Spielbericht "Polizei"

Theater in der Au e. V.
Spielbericht "Polizei"

Was macht eine Diktatur, wenn alle politischen Gegner übergelaufen und jetzt glühende Regierungsanhänger sind? Als auch der letzte politische Häftling seinem „Irrglauben“ abschwört und dem Diktator und seinem Neffen, dem Infanten, huldigt, ist guter Rat teuer. Denn die politische Polizei hat nichts mehr zu tun und schafft sich damit selbst ab. Ist das im Sinne des Polizeipräsidenten? Eine Lösung muss her und die kommt aus den Reihen der Polizei. Der glühendste Anhänger des Diktators, ein Polizist, wird überredet, den Widerständler zu geben, verhaftet und ins Gefängnis geworfen. Und da beginnt er dann plötzlich, Umsturzideen zu entwickeln und lässt sich von dem ehemaligen Gefangenen, der zum neuen „Experten in Sachen umstürzlerischer Tätigkeiten“ avanciert ist, überreden, ein Bombenattentat auf die Frau Generalin zu planen.
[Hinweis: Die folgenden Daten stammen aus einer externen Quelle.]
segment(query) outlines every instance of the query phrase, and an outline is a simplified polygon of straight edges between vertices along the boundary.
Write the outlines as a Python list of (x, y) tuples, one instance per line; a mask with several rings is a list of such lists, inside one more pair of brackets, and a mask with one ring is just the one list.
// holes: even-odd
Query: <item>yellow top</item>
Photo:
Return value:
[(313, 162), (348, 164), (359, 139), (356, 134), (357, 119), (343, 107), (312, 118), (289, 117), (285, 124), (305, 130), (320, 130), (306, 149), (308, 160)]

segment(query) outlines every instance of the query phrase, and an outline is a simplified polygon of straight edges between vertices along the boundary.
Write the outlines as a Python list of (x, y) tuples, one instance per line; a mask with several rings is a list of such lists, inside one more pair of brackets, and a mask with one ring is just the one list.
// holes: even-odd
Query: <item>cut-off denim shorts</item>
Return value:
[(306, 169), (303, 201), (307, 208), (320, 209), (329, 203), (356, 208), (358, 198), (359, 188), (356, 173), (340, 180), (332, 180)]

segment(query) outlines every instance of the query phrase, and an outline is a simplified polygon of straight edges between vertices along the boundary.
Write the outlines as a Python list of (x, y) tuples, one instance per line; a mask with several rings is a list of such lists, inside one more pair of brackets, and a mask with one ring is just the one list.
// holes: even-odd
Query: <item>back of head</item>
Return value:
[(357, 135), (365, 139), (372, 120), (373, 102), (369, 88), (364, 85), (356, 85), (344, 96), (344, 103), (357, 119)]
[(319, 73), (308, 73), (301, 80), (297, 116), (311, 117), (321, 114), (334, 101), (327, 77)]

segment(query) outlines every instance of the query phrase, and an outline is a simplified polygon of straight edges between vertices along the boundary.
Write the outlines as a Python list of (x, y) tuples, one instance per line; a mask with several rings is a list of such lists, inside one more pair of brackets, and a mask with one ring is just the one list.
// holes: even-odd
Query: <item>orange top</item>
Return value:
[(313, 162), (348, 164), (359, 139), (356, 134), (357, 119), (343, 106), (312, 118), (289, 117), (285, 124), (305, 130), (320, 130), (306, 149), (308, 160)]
Die Bombe explodiert und die Ordnungshüter verhaften sich gegenseitig. Aber kann ein Polizeibeamter, der sich im Zustand der gegenseitigen Verhaftung befindet, einen dritten verhaften? In diesem Durcheinander erscheint nicht nur Generalin, sondern in der sonst friedlichen Seele des Sergeanten erwacht auch der Rebell, und er ruft mit durchdringender Stimme: „Es lebe die Freiheit!“

Der polnische Schriftsteller Slawomir Mrozek hat sein Stück, das in einem namenlosen Land spielt, 1958 geschrieben und ist dadurch international bekannt geworden. Mit den Mitteln des absurden Theaters kritisiert er mit griffigen Pointen das Leben in einer Gesellschaft, das geprägt ist von der Kontrolle durch die Polizei, einer Partei, dem Staat und seiner Bürokratie.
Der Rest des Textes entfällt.